Dolt is the first and only database that versions structured data the way Git versions code. Our users use Dolt either as a relational database running on cloud hardware, like Hosted Dolt, or as a web collaboration tool like DoltHub or Doltlab backed by a cloud filesystem. All of these applications share the common Dolt software. But the storage systems they use to read and write data vary in important ways.

Background

Most database servers use solid state drives (SSD) these days. It is the default in most laptops and cloud compute instances because it is fast, light, consistent, and increasingly cheap. SSDs are forgiving for application developers because performance depends less on access patterns.

Cloud file systems are less forgiving. Reading and writing from an S3 bucket, for example, has stricter network and bandwidth limitations. Requests to S3 can be slow over the network, >10ms end to end vs .2ms to a local SSD. And files are usually read in megabyte blocks, rather than kilobyte blocks on a local filesystem.

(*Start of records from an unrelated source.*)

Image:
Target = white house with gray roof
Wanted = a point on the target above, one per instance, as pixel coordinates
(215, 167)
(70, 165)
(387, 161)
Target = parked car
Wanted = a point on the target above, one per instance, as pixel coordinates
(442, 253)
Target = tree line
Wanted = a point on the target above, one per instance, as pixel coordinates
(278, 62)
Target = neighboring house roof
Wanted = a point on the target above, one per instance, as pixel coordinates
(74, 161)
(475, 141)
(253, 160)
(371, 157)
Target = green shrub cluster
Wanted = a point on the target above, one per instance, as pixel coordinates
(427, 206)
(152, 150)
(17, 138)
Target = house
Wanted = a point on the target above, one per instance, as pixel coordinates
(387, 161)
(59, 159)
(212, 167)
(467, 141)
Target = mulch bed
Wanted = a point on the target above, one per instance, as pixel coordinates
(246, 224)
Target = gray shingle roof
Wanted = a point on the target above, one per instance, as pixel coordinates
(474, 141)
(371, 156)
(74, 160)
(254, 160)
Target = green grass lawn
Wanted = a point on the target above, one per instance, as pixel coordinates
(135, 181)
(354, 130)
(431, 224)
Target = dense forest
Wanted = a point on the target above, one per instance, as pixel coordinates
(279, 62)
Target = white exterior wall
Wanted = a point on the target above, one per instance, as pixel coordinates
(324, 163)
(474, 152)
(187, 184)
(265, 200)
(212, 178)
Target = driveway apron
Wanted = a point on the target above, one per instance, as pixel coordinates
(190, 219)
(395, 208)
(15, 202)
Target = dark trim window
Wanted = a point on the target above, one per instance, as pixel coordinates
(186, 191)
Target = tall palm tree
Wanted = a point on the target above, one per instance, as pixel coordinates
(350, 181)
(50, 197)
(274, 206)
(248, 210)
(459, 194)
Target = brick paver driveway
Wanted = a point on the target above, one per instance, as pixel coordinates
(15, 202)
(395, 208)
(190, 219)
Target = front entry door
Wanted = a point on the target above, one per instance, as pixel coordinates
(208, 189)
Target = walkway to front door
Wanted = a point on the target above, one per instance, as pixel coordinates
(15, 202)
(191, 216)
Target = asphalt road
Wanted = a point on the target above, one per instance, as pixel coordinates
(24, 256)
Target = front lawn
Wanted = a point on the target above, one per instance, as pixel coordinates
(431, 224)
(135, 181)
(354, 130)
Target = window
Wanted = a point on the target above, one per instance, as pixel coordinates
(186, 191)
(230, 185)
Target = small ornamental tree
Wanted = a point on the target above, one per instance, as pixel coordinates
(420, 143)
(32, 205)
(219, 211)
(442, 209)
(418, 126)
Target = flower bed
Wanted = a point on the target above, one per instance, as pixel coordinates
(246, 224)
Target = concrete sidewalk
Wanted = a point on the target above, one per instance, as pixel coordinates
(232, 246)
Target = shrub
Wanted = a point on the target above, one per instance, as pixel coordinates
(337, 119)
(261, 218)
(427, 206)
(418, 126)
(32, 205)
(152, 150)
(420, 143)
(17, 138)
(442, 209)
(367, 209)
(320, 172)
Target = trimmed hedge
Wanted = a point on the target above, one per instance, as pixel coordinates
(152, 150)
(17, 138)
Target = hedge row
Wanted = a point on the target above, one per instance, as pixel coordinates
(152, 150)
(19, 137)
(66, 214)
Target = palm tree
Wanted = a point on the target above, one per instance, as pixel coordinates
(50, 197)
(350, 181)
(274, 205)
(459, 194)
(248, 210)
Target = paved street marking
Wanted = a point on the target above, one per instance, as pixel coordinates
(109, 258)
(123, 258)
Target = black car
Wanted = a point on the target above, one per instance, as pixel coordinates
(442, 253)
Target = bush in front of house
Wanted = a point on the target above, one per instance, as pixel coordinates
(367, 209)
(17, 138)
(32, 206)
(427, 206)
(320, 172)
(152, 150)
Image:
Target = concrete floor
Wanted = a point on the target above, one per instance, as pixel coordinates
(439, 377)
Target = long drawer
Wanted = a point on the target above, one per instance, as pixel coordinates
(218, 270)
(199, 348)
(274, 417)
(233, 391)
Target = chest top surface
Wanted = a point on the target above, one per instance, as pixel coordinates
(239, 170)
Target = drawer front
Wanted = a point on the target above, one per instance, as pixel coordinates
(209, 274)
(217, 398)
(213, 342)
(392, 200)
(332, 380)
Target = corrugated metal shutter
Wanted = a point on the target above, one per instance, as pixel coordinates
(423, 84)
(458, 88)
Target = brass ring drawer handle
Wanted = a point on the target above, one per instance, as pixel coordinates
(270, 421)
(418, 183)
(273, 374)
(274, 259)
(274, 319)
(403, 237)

Network and bandwidth restrictions change the optimal ways to execute certain SQL queries. For example, the join planner often favors lookup joins for local filesystems. We have fine control over reading individual 16kb pages from disk and can often complete a join only reading a fraction of the table. But reading a row from an S3-backed table might require reading a megabyte plus sized file with an expensive network round trip. The latency of performing a few lookups quickly outpaces the cost of bulk reading the whole table into a hash map in memory.

A new user with a redundant array of inexpensive disks (RAID) contacted us recently on our Discord with performance problems. A RAID is an abstracted group of hard disk drives (HDD), and we did most of our performance testing here on a single AWS st1. The customer's 1.6TB database imported in a matter of hours, but other operations, especially an index build, were running for days.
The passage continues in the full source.